2

Background

I have worked with C#.Net + LINQ wherever possible and trying my hand at C++ development for a project I am involved. Of course, I fully realize that C# and C++ are two different worlds.

Question

I have an std::list<T> where T is a struct as follows:

struct SomeStruct{
    int id;
    int rate;
    int value;
};

I need to get a result of group by rate and sum of value. How can I perform GroupBy Sum aggregate function on this list?

Example:

SomeStruct s1;
SomeStruct s2;
SomeStruct s3;

s1.id=1;
s1.rate=5;
s1.value=100;

s2.id=2;
s2.rate=10;
s2.value=50;

s3.id=3;
s3.rate=10;
s3.value=200;

std::list<SomeStruct> myList;
myList.push_front(s1);
myList.push_front(s2);
myList.push_front(s3);

With these inputs I would like to get following output:

rate|value
----|-----
   5|  100
  10|  250

I found a few promising libs such as CINQ and cppitertools. But I couldn't fully understand as I lack sufficient knowledge. It would be great if someone guide me to right direction, I am more than willing to learn new things.

einpoklum
  • 118,144
  • 57
  • 340
  • 684
raidensan
  • 1,099
  • 13
  • 31

1 Answers1

2

Computing a Group-By sum is relatively straightforward:

using sum_type = int; // but maybe you want a larger type
auto num_groups = max_rate + 1;
std::vector<sum_type> rate_sums(num_groups); // this is initialized to 0
for(const auto& s : myList) {
    rate_sums[s.rate] += s.value;
}

this is when the rate values are within 0 and max_rate, and max_rate is not too large relative to myList.size(); otherwise the memory use might be excessive (and you'll have some overhead initializing the vector).

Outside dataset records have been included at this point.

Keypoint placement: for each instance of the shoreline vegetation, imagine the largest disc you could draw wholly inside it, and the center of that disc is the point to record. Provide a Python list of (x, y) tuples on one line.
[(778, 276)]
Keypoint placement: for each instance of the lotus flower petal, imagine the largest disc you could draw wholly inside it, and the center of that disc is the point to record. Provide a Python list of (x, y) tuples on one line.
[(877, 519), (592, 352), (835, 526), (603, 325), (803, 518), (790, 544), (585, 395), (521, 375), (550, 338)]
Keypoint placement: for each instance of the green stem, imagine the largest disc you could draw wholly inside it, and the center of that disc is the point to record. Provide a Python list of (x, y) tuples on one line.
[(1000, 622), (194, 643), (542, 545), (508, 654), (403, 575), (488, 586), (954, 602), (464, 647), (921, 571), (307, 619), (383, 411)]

If the rate values are scattered over a large range relative to myList.size(), consider using an std::unoredered_map instead of an std::vector).

The code above can also be parallelized. The way to parallelize it depends on your hardware, and there are all sorts of libraries to help you do this. In C++20 there might be language facilities for parallelization.

Remember, though, that linked lists are rather slow to work with, because you have to dereference an arbitrary address to get from one element to the next. If you can get your input in an std::vector or a plain array, that would be faster; and if you can't, it's probably worthless to bother with parallelization.

einpoklum
  • 118,144
  • 57
  • 340
  • 684